Baroness Lampard urged mental health care staff to come forward, but said the inquiry would make full use of its new statutory powers to compel them if they did not.
She said: “But, failing people coming forward voluntarily, we will have to move to using our legal powers to compel them to.
“If they are compelled they will still be entitled to appropriate support and we will endeavour to make sure it won’t be necessarily a negative experience if they do come and help with our work.”
“[I want the inquiry to] ensure change takes place to prevent other patients taking their own lives while in a place of safety”
The experienced inquiry chair, who has previously overseen other high-profile inquiries including one into Jimmy Savile’s abuse in the NHS, added: “I can give you my assurance that I’ll do my very best to conduct a rigorous inquiry which does lead to an answer.
“And I have some experience of those processes from the past which I’m sure I’ll be able to [use].”
She added: “I very much hope families of those who have died will continue to engage with the inquiry. To be clear from the outset, I will not be compelling families to give evidence.
“Evidence from staff, management and organisations will be gathered in a proportionate, fair, and appropriate manner.”
Supporting the launch of the inquiry were the families of some patients who died at NHS mental health trusts in Essex.
Della Innocent, whose brother Barry Sargent died in 2010 while under the care of The Lakes Mental Health Hospital, Colchester, said she wanted “lessons to be learned” as a result of the inquiry.
Mr Sargent was known to the county’s mental health services when he was admitted to hospital in March 2010, having experienced a bad period.
He was identified as high risk, due to feeling suicidal, and expressed suicidal thoughts and a wish to take his own life to mental health staff at The Lakes.
On the morning of his death on 6 April 2010, Mr Sargent was told he would be discharged the next day; shortly after, the 39-year-old walked out from the hospital grounds without the knowledge of staff and took his own life.

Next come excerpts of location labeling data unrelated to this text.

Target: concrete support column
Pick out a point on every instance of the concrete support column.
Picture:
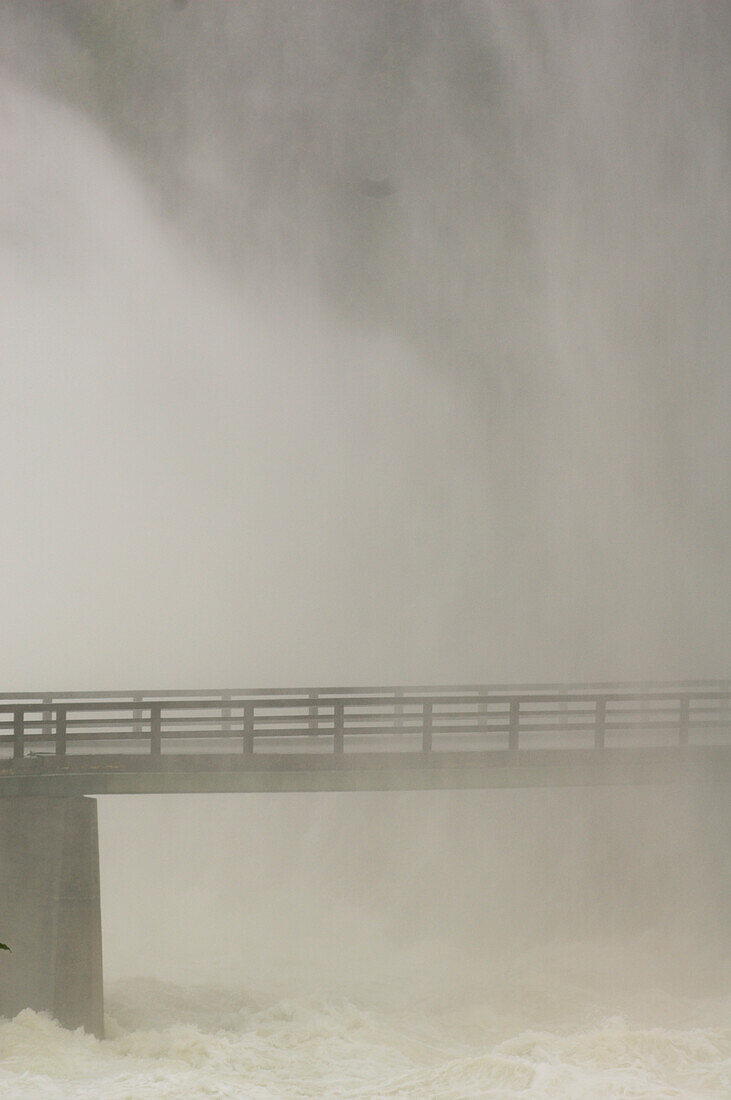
(50, 910)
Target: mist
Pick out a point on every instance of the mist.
(376, 343)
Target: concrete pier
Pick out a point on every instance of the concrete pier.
(50, 910)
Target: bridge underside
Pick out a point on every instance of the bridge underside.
(106, 773)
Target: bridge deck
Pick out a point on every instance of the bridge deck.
(375, 738)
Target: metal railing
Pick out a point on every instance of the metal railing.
(463, 718)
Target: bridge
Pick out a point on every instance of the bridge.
(58, 748)
(362, 738)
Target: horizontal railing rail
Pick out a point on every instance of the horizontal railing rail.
(431, 719)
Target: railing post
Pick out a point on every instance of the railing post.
(482, 707)
(514, 725)
(684, 719)
(427, 727)
(61, 730)
(47, 716)
(398, 710)
(339, 727)
(136, 716)
(248, 727)
(19, 734)
(155, 729)
(600, 722)
(312, 714)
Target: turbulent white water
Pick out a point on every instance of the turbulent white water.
(544, 1027)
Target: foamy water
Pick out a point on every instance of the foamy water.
(538, 1032)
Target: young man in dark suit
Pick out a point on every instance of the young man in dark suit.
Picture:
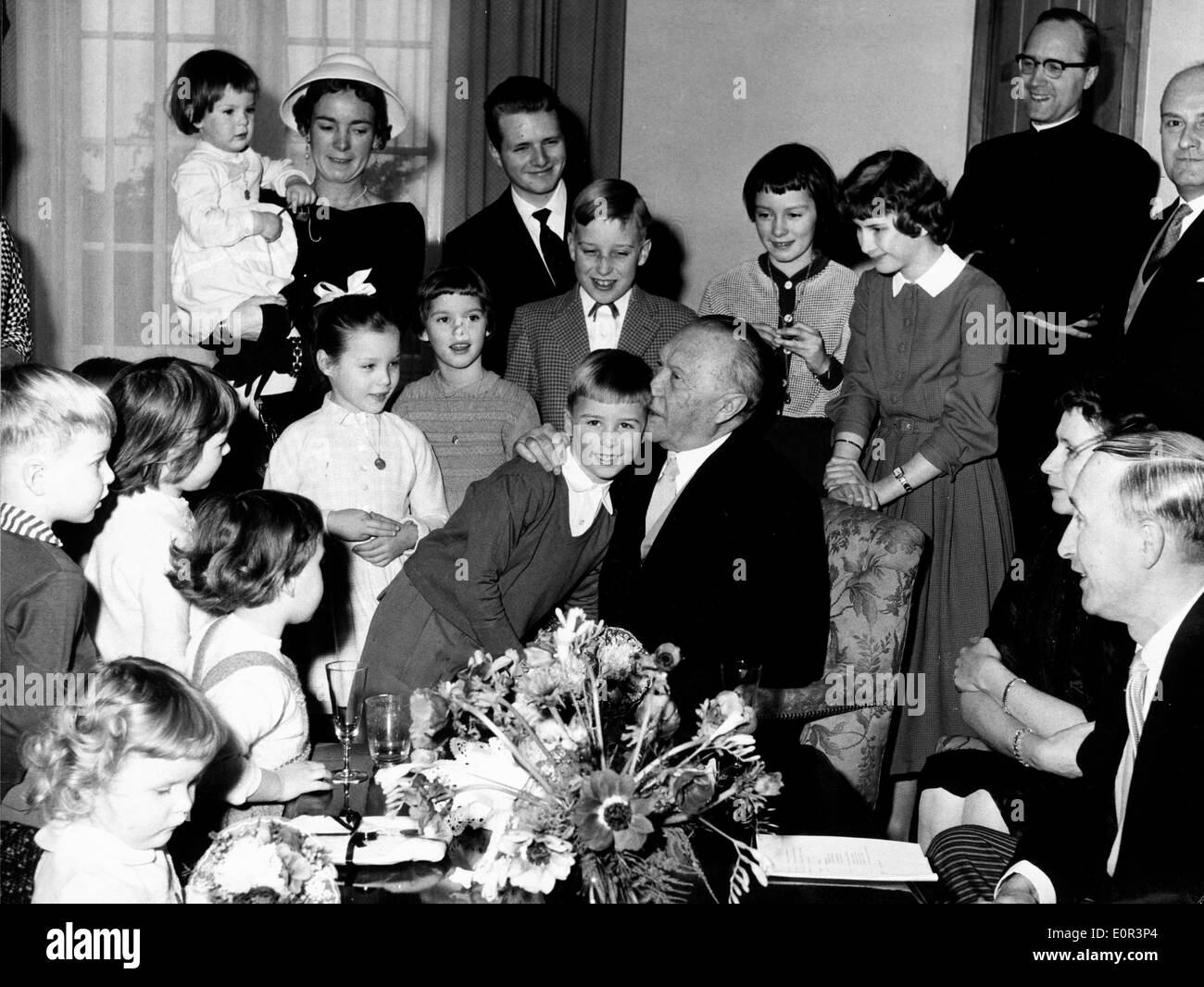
(605, 309)
(1132, 830)
(1162, 356)
(517, 244)
(1056, 215)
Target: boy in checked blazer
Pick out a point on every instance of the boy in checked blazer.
(608, 242)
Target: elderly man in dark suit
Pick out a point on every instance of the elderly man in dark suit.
(517, 244)
(1056, 215)
(719, 548)
(1132, 830)
(1162, 356)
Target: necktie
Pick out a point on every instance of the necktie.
(603, 326)
(663, 494)
(555, 253)
(1135, 706)
(1174, 230)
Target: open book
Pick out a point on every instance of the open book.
(846, 859)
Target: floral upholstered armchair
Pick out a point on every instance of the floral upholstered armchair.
(873, 561)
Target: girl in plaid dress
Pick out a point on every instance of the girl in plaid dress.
(915, 430)
(373, 476)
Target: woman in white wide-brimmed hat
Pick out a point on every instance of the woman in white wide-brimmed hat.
(345, 112)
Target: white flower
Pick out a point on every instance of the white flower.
(248, 866)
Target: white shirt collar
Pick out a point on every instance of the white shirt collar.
(558, 205)
(691, 460)
(585, 494)
(1154, 653)
(1196, 207)
(340, 414)
(937, 278)
(619, 304)
(1050, 127)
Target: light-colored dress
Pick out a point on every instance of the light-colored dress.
(915, 365)
(132, 549)
(329, 456)
(87, 866)
(256, 691)
(218, 261)
(472, 429)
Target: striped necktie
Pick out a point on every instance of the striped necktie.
(1135, 709)
(1174, 230)
(663, 494)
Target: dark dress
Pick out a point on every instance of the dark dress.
(1046, 637)
(914, 366)
(332, 244)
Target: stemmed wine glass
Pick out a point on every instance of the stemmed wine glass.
(345, 679)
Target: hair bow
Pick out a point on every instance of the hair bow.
(357, 284)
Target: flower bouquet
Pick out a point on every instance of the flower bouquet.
(263, 861)
(558, 769)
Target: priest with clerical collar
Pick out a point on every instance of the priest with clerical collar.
(1056, 215)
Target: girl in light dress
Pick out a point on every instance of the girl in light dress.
(918, 369)
(373, 476)
(116, 773)
(230, 252)
(172, 422)
(256, 566)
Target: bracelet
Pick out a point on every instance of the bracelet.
(1015, 746)
(1007, 689)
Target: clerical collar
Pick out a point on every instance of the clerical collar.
(1039, 128)
(817, 265)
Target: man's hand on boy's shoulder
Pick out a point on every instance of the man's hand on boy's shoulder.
(545, 446)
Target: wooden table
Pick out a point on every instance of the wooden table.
(396, 883)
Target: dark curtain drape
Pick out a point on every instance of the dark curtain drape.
(576, 46)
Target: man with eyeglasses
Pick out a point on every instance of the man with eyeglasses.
(1058, 216)
(1162, 356)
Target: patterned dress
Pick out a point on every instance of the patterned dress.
(919, 381)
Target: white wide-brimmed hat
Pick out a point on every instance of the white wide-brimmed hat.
(345, 65)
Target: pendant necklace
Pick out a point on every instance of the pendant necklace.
(378, 462)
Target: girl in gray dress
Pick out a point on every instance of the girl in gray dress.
(915, 430)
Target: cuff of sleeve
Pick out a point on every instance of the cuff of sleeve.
(282, 181)
(248, 783)
(422, 530)
(1035, 877)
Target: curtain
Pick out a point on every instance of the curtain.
(576, 46)
(89, 152)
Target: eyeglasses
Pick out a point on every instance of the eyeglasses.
(1052, 67)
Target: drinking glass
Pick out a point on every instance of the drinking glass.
(345, 681)
(385, 723)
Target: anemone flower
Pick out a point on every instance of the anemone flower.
(607, 814)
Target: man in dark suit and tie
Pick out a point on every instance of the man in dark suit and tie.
(1162, 356)
(1132, 829)
(719, 548)
(1056, 215)
(605, 309)
(517, 244)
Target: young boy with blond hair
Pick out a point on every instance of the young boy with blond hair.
(608, 244)
(55, 434)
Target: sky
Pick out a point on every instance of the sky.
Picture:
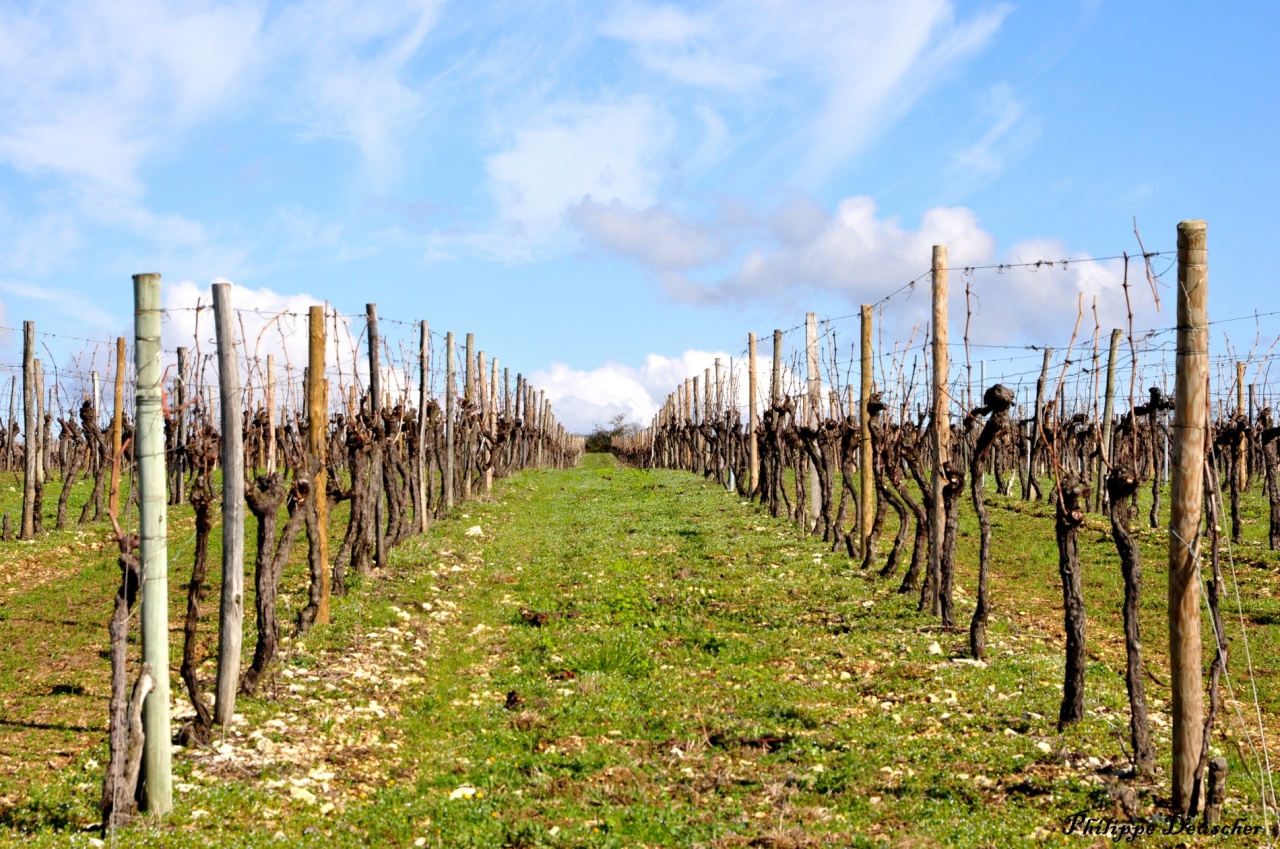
(612, 194)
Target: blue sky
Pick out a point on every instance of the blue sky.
(609, 194)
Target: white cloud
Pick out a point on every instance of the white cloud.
(1013, 129)
(266, 323)
(860, 256)
(598, 151)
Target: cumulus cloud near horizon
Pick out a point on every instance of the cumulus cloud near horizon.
(854, 252)
(266, 324)
(586, 398)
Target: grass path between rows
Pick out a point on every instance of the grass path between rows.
(611, 657)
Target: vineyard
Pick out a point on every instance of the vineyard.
(933, 503)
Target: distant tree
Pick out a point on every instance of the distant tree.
(602, 434)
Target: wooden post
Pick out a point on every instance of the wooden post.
(318, 443)
(179, 459)
(375, 407)
(1109, 409)
(469, 380)
(39, 374)
(1191, 425)
(1240, 447)
(28, 430)
(941, 420)
(867, 503)
(449, 402)
(814, 414)
(270, 412)
(232, 616)
(152, 542)
(375, 371)
(1029, 484)
(776, 375)
(117, 416)
(753, 420)
(506, 393)
(424, 370)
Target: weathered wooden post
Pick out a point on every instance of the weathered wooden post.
(318, 444)
(39, 374)
(753, 421)
(1029, 483)
(776, 375)
(117, 419)
(424, 389)
(1242, 459)
(179, 459)
(1109, 410)
(31, 425)
(232, 615)
(941, 421)
(814, 414)
(867, 503)
(375, 407)
(449, 404)
(152, 542)
(1191, 425)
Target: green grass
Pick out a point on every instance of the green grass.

Speaking via specialist law firm Crest Advisory on the day of the inquiry’s relaunch, Ms Innocent said: “[I want the inquiry to] ensure change takes place to prevent other patients taking their own lives while in a place of safety.
“For our voices to be heard on behalf of Barry who no longer has a voice. For the public to know that inpatient suicide should never be acceptable and should never happen.
“To ensure other families never have to experience the loss of a loved one through suicide whilst in an acute hospital setting. For transparency when things go wrong. An apology and recognition that Barry’s death was avoidable. To this date, we have never received an apology for what happened to Barry.”
The draft terms of reference for the inquiry are subject to a consultation period lasting four weeks ending 28 November 2023.